The Tribunal also considered the argument of the appellant's representative that the respondent has a duty to provide applicants with the proper forms. In De Mers Electric Limited v. The Minister of National Revenue, [4] the appellant argued that all the necessary and reasonable steps to obtain the proper application forms had been taken and that the Department of National Revenue (Revenue Canada) had a duty to provide it with these forms.
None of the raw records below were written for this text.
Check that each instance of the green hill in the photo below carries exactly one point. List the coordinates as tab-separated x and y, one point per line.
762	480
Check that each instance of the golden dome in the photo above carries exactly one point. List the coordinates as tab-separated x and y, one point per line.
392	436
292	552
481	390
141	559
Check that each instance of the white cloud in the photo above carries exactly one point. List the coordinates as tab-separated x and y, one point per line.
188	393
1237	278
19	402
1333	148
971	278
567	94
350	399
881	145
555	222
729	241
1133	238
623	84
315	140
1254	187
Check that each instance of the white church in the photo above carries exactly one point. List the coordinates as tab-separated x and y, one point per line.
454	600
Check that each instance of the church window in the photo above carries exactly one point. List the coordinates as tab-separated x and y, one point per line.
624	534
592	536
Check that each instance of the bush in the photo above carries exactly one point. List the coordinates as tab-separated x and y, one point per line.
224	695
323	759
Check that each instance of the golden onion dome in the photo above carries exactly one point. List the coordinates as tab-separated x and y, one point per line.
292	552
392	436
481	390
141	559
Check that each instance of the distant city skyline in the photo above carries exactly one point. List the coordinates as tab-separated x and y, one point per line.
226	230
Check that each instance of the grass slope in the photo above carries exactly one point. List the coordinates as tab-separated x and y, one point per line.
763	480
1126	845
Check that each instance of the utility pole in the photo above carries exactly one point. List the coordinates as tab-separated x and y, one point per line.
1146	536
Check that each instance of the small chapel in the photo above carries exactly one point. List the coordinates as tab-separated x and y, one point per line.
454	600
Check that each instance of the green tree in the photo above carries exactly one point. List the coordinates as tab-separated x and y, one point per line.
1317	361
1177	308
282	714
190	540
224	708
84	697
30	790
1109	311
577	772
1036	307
The Tribunal reviewed relevant case law from the Federal Court of Appeal and ruled that, although, upon reading the relevant provisions of the Act, it could be said that the respondent has a duty to provide applicants for FST inventory rebates with the prescribed forms, the Tribunal has no authority to waive or alter the prescribed time limit for filing an application, even where the respondent fails to fulfil his duty. [5] The Tribunal stated that, “[g]iven the circumstances of this case, had the appellant sent a letter before 1992 to Revenue Canada to the effect that it was filing an application for an FST inventory rebate, it is possible that the Tribunal might have considered this letter to be a proper application. [6] ” However, as in the present case, no such document was presented into evidence. Finally, the Tribunal notes that the Crown is not bound by representations made to taxpayers by Revenue Canada officials when such representations are contrary to the express provisions of the law. [7] The Tribunal must apply the law, even where such application results in financial hardship for the appellant.

Accordingly, the appeal is dismissed.


[ Table of Contents]

1. R.S.C. 1985, c. E-15.

2. S.C. 1990, c. 45, s. 12, as amended by S.C. 1993, c. 27, s. 6.

3. See, for example, Vern Glass Company (1976) Limited v. The Minister of National Revenue , Appeal No. AP-92-221, December 13, 1993, and Lakhani Gift Store v. The Minister of National Revenue , Appeal No. AP-92-167, November 15, 1993.

4. Canadian International Trade Tribunal, Appeal No. AP-93-051, April 12, 1994.

5. Ibid . at 3.

6. Ibid .

7. Joseph Granger v. Canada Employment and Immigration Commission , [1986] 3 F.C. 70, affirmed [1989] 1 S.C.R. 141.